Let your food be your medicine, and your medicine be your food. ...Hippocrates
Blood flow and circulation is a condition determined by physiological and metabolic processes. Physcial activity and regular excercise and the type of food one consumes are known to affect blood flow and circulation and as a result, directly or indirectly, health conditions such as cardiovascular disease, blood pressure and erectile dysfunction.
Blood flow and circulation is partly influenced by the extent of relaxation of blood vessels (vasodilation). Vasodilation is greatly affected by nitric oxide level in the endothelial tissues. Hence, increasing nitric oxide level is known to improve blood flow.
The availability and activity of nitric oxide in the body is to great extent dependent on the type of foods we consume and physical excercise. Arginine rich foods such as sesame, peanut, and mollusks, for example, supply the body L-arginine, which is the precursor for nitric oxide synthesis. Herbs such as ginseng, ginger and garlic also contain chemicals that stimulate nitric oxide synthesis.

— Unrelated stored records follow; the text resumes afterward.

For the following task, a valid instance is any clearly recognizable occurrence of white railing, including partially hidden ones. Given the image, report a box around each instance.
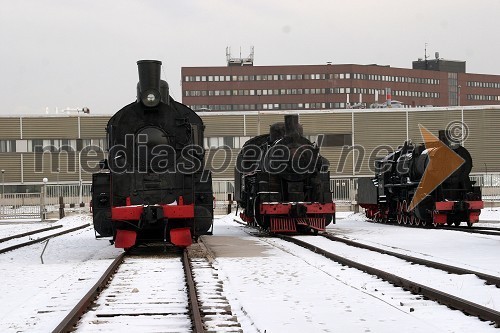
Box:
[0,193,41,220]
[45,184,92,207]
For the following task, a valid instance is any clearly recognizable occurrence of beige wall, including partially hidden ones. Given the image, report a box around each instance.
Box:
[0,107,500,183]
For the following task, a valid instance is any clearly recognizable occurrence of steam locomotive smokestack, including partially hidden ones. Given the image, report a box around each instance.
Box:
[160,80,170,104]
[285,114,302,136]
[137,60,161,107]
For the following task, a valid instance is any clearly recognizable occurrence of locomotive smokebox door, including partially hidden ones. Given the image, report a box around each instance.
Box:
[92,173,113,237]
[137,60,161,107]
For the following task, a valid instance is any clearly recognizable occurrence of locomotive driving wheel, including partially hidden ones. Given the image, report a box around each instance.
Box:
[401,200,410,225]
[396,201,403,224]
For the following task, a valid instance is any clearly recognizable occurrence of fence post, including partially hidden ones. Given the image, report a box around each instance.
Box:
[59,196,64,219]
[227,193,233,214]
[40,178,48,222]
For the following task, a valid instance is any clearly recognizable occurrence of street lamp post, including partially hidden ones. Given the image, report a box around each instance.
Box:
[56,168,61,198]
[2,169,5,215]
[2,169,5,199]
[40,178,49,222]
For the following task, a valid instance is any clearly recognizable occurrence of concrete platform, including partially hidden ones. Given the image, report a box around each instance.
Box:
[200,235,272,258]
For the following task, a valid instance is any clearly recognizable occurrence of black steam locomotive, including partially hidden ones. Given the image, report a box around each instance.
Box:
[358,131,484,226]
[92,60,213,249]
[235,115,335,233]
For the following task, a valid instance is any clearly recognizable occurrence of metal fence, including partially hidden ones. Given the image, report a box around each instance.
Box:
[0,173,500,220]
[0,193,41,220]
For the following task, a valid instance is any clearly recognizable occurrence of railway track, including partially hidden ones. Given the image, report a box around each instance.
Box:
[54,241,242,333]
[278,235,500,327]
[437,226,500,236]
[0,224,62,243]
[0,223,90,254]
[368,220,500,236]
[319,233,500,288]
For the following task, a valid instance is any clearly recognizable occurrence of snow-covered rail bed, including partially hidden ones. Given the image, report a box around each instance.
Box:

Some food types are rich in antioxidants such such as flavonoids. Antioxidants reduce the breakdown of nitric oxide. Besides flavonoid antioxidants especially flavanols also increase nitric oxide level in the blood vessel tissues. Therefore flavonoid rich foods, such as chocolate, tea and wine, improve blood flow.
Foods high in omega 3 fatty acids also increase nitric oxide synthesis and contribute to increased blood flow.
Davide Grassi, Annalisa Aggio, Luciano Onori, Giuseppe Croce, Sergio Tiberti, Claudio Ferri, Livia Ferri and Giovambattista Desider (2008). Tea, Flavonoids, and Nitric Oxide-Mediated Vascular Reactivity. J. Nutr. 138:1554S-1560S.
David R. Meldrum, Joseph C. Gambone, Marge A. Morris, and Louis J. Ignarro (2010). A multifaceted approach to maximize erectile function and vascular health. Fertility and Sterility, 94(7): 2414-2520.
Lee Hooper, Paul A Kroon, Eric B Rimm, Jeffrey S Cohn, Ian Harvey, Kathryn A Le Cornu, Jonathan J Ryder, Wendy L.Hall and Aedín Cassidy (2008). Flavonoids, flavonoid-rich foods, and cardiovascular risk: a meta-analysis of randomized controlled trials. American Journal of Clinical Nutrition, 88(1): 38-50.